3.2. Performance of Deep Learning Models on Preprocessed Signals

3.2.1. Confusion Matrix Analysis

In classifying ECG signals using different windowing techniques in preprocessing, the evaluation of classification performance is central, with a specific focus on confusion matrices for the Blackman, Hamming, and Hann, and “None” (no technique applied) windows. The classification matrix is an imperative metric to assess how well the classification algorithms performed under the different spectral conditions induced by the respective window types. The classification matrices of both training and test data prediction are shown in Figure 4 and Figure 5.

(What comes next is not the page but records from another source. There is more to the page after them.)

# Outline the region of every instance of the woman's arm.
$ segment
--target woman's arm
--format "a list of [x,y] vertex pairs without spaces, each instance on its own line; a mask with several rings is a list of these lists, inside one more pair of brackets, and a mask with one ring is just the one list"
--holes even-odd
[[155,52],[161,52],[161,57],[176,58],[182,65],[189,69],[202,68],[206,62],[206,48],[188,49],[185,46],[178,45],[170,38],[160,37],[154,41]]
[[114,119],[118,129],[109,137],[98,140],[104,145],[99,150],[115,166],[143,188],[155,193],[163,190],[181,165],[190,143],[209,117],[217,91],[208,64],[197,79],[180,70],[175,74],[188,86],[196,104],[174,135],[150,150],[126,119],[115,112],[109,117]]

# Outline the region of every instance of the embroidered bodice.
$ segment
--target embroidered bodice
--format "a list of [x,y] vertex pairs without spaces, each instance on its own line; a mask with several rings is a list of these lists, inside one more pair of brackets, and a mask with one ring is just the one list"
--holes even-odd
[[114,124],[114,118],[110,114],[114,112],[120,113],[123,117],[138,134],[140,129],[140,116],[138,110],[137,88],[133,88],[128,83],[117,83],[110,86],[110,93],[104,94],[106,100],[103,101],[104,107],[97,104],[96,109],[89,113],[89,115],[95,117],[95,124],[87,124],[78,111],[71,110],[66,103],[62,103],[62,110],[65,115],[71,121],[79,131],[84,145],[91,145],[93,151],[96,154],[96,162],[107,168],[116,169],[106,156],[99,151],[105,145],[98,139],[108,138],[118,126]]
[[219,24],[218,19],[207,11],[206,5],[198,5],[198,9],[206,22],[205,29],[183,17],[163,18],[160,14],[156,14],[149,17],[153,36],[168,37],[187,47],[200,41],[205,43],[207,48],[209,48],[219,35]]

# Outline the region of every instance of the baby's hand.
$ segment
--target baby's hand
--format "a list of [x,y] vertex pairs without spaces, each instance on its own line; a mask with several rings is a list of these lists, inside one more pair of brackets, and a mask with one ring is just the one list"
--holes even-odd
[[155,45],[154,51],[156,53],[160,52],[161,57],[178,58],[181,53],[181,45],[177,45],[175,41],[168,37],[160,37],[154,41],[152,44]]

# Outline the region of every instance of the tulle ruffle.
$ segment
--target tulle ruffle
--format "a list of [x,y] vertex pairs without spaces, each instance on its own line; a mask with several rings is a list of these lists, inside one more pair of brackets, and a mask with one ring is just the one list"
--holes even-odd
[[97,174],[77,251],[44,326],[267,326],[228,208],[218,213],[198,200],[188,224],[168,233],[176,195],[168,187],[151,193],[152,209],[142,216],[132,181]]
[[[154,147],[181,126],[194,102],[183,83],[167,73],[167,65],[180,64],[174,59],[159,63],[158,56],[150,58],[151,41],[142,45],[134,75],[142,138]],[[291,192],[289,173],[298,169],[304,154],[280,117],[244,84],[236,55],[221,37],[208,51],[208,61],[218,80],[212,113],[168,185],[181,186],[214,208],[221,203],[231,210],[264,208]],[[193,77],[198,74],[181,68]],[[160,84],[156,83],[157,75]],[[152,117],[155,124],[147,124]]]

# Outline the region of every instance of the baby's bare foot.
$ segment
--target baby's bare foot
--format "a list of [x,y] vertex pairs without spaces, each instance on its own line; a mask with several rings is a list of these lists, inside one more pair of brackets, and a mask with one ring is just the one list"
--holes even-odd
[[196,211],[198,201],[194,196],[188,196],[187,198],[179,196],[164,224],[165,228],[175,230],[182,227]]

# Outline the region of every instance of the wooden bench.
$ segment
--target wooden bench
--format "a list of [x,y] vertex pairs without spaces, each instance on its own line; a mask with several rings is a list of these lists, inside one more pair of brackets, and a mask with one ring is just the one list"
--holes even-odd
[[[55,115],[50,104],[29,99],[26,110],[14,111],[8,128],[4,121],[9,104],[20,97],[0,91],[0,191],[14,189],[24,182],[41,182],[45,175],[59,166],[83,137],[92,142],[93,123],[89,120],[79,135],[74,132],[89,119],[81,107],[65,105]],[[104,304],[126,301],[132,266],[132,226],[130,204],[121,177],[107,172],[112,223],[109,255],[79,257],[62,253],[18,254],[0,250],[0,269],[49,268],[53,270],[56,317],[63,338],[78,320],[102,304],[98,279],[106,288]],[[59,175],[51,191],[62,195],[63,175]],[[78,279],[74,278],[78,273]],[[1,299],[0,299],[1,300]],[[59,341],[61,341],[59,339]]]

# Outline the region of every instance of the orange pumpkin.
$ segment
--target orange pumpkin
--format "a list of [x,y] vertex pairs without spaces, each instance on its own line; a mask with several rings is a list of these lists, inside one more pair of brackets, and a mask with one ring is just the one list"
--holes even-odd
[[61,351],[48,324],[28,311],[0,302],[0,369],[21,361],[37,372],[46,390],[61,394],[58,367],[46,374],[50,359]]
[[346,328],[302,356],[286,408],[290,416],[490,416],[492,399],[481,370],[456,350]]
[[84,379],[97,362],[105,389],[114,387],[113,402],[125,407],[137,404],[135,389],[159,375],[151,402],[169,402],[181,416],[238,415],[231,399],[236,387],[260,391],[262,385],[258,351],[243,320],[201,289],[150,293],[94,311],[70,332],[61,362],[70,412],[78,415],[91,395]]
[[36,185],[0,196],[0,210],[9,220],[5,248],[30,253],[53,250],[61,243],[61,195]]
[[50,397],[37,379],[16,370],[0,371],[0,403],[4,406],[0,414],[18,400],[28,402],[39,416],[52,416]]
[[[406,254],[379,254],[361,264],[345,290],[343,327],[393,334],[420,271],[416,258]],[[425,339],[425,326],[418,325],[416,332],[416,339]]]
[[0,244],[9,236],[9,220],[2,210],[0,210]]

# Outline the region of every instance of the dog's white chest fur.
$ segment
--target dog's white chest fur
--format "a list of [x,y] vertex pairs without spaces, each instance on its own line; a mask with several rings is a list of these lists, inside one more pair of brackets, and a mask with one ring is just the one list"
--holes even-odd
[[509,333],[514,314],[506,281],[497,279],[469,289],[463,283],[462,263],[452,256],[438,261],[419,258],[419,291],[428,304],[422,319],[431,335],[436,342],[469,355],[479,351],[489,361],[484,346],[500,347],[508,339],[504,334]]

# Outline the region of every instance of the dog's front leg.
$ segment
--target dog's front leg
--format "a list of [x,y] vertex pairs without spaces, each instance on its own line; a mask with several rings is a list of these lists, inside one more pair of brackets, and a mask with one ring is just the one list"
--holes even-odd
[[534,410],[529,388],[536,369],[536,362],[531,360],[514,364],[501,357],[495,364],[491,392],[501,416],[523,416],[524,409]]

The confusion matrix for the Blackman window demonstrates high classification accuracy across the board, with a notable 34,349 correct classifications for class F, indicating strong sensitivity. However, there were 297 instances of class N being misclassified as F, which was the largest source of confusion. Similarly, class V indicated 51 instances of misclassification as F, suggesting some challenges in distinguishing between F and V. Overall, the Blackman window offered good specificity and sensitivity, with a limited spread in misclassifications across other categories.

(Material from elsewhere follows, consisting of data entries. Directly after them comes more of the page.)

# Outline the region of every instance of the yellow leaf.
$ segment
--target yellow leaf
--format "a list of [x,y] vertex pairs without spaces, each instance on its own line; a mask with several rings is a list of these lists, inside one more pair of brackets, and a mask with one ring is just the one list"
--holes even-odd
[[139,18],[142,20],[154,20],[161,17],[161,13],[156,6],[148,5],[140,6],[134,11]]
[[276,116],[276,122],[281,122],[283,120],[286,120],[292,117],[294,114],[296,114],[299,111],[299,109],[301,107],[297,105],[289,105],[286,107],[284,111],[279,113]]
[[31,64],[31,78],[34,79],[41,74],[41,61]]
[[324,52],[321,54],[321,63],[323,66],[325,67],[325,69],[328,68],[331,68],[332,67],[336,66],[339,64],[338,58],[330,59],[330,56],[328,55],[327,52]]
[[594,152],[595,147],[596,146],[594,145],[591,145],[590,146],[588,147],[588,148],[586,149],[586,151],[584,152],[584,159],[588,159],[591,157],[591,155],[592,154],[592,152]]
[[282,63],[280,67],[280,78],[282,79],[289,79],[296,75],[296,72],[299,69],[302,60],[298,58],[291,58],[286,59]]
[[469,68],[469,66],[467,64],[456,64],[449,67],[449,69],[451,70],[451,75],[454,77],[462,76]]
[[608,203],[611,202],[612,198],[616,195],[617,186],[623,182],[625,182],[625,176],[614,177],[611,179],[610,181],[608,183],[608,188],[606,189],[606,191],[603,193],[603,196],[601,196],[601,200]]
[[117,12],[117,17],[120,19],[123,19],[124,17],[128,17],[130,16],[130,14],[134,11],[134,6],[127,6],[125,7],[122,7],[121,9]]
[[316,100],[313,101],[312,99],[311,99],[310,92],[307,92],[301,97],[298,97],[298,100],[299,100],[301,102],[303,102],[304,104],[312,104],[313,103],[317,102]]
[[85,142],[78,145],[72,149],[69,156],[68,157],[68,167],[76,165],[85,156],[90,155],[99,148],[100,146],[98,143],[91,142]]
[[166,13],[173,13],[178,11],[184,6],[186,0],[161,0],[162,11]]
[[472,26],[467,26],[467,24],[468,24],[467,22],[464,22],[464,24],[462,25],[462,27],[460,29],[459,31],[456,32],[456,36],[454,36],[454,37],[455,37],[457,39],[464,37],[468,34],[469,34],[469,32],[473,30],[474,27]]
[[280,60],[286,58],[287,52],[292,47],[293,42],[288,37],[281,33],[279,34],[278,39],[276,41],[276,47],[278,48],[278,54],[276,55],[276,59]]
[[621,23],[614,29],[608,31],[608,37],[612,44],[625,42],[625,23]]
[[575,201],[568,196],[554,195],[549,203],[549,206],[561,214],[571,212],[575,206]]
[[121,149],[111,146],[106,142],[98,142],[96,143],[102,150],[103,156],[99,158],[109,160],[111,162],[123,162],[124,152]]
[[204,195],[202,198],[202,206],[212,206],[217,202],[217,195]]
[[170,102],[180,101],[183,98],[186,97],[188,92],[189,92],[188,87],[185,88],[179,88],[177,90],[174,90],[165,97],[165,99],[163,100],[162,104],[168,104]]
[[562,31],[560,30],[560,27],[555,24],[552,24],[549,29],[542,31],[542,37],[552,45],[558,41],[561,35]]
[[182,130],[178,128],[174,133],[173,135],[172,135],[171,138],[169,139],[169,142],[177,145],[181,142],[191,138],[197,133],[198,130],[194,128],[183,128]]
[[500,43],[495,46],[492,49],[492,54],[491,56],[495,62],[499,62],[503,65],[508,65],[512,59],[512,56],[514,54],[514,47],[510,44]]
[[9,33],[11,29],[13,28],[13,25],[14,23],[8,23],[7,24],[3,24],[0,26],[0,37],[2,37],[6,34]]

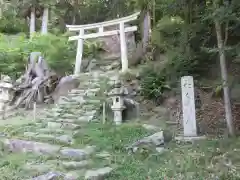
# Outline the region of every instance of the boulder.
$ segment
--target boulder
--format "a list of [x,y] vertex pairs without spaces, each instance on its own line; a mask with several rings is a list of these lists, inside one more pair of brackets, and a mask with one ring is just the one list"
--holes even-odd
[[74,88],[79,86],[79,80],[74,76],[65,76],[59,81],[55,91],[52,94],[55,103],[58,102],[60,96],[65,96]]

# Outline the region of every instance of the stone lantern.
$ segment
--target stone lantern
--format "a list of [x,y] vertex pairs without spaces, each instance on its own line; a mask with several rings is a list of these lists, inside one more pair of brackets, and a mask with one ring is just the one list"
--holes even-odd
[[116,125],[122,124],[122,111],[126,108],[124,105],[124,96],[127,94],[126,90],[122,87],[121,82],[116,80],[114,88],[108,94],[112,97],[111,109],[114,113],[114,122]]
[[0,81],[0,115],[5,118],[5,111],[8,103],[11,101],[13,84],[9,76],[4,76]]

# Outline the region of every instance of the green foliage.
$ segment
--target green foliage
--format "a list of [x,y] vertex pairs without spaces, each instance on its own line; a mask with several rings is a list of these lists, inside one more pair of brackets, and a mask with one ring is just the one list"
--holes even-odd
[[6,15],[0,18],[0,32],[6,34],[16,34],[20,32],[27,32],[27,25],[25,20]]
[[[94,46],[94,45],[92,45]],[[52,34],[35,34],[27,39],[24,34],[0,36],[0,71],[18,77],[24,71],[26,60],[31,52],[42,52],[50,68],[58,73],[72,72],[76,57],[76,44],[68,38]],[[84,56],[92,54],[86,45]]]
[[166,76],[153,66],[143,68],[140,85],[141,94],[150,99],[161,98],[166,90],[170,90]]

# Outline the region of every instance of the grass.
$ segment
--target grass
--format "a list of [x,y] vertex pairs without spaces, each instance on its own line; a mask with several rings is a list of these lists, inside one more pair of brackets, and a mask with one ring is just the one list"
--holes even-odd
[[238,180],[240,139],[209,139],[195,144],[167,144],[128,154],[126,145],[150,134],[137,124],[120,127],[92,124],[76,135],[79,144],[97,145],[112,154],[105,165],[116,167],[107,180]]
[[[0,129],[16,137],[27,128],[23,128],[23,125],[13,125],[11,128]],[[98,152],[107,151],[111,154],[108,159],[92,157],[95,168],[114,167],[114,171],[106,180],[240,179],[240,138],[208,139],[195,144],[170,142],[166,145],[166,151],[161,154],[152,147],[144,147],[135,154],[126,151],[127,145],[152,133],[137,123],[118,127],[91,123],[75,134],[74,147],[95,145]],[[26,173],[22,166],[26,162],[49,160],[29,153],[13,154],[4,148],[0,151],[0,156],[0,179],[3,180],[24,179]]]

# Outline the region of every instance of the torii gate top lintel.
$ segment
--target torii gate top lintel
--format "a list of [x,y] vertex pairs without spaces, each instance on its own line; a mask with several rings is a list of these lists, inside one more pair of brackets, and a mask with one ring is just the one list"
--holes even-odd
[[[94,23],[94,24],[85,24],[85,25],[66,25],[69,31],[79,32],[77,36],[69,37],[69,40],[77,40],[78,47],[77,47],[77,56],[76,56],[76,63],[75,63],[75,74],[80,73],[81,69],[81,62],[82,62],[82,54],[83,54],[83,40],[89,38],[97,38],[103,36],[112,36],[120,34],[120,43],[121,43],[121,60],[122,60],[122,71],[126,72],[128,70],[128,59],[127,59],[127,44],[126,44],[126,32],[133,32],[137,31],[137,26],[130,26],[125,27],[125,23],[129,21],[136,20],[140,12],[134,13],[130,16]],[[119,24],[119,30],[110,30],[104,31],[104,27],[113,26]],[[85,30],[96,29],[98,28],[97,33],[90,33],[85,34]]]
[[80,29],[94,29],[99,27],[106,27],[111,26],[118,23],[125,23],[129,21],[136,20],[140,12],[136,12],[130,16],[110,20],[110,21],[104,21],[100,23],[93,23],[93,24],[83,24],[83,25],[66,25],[66,27],[69,29],[69,31],[79,31]]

The Hamming window’s confusion matrix also displayed robust performance, with 34,349 correct classifications for class F. There were 271 misclassifications of N as F and 228 cases where class S was also predicted as F. However, the number of mis-categorizations between other classes (such as between V and S) was relatively small. The Hamming window demonstrated effective sorting overall but performed slightly more misclassifications than the Blackman window, particularly in distinguishing between classes S and V. The Hann window demonstrated effective organization performance with 34,357 correct classifications for class F. However, it introduced some noticeable errors, such as 291 cases where class S was classified as F, and 276 cases where class N was also confused with F. In terms of distinguishing class V, the Hann window indicated 123 instances were misclassified as F, indicating similar behavior as the other windows but with a slight tendency toward more errors.

The absence of a windowing function (None) altogether resulted in the highest number of misclassifications, highlighting the importance of windowing for signal preprocessing. Without the benefits of tapering, 34,222 samples of class F were correctly classified, which is slightly lower than the other window techniques. Additionally, 406 instances of class S were miscategorized as F, and 141 instances of V were also misclassified as F, highlighting the limitations of the use of the raw signals in achieving high classification accuracy. The lack of windowing exacerbated spectral leakage and high-frequency noise, leading to reduced precision and specificity. This result emphasizes the need for windowing techniques to reduce noise and enhance feature preservation, particularly for models that rely substantially on subtle signal patterns for classification.

All three windowing techniques—Blackman, Hamming, and Hann—exhibited robust classification capabilities, but subtle differences in their performances make certain windows more suitable for specific applications. The Blackman window emerged as the most reliable option, with the least number of misclassifications and the highest specificity, making it ideal for high-stakes, high-precision clinical diagnostics. Similarly, the Hamming window offered strong performance but introduced slightly more misclassifications, particularly between related classes, suggesting that careful tuning may be required when precision is critical. The Hann exhibited slightly more spectral leakage, leading to more frequent class confusion, but it may be suitable for applications where the focus is on capturing long-term trends rather than precise transitions.

The “None” configuration, while still functional, highlighted the necessity of utilization of windowing techniques for achieving optimal performance. The increased number of misclassifications underscored the role of windowing in reducing noise and spectral leakage, improving the model’s ability to learn from the data. Therefore, the choice of window function should be guided by the specific requirements of the application—whether it is a precise class distinction, resolution of closely spaced frequency components, or overall trend capture.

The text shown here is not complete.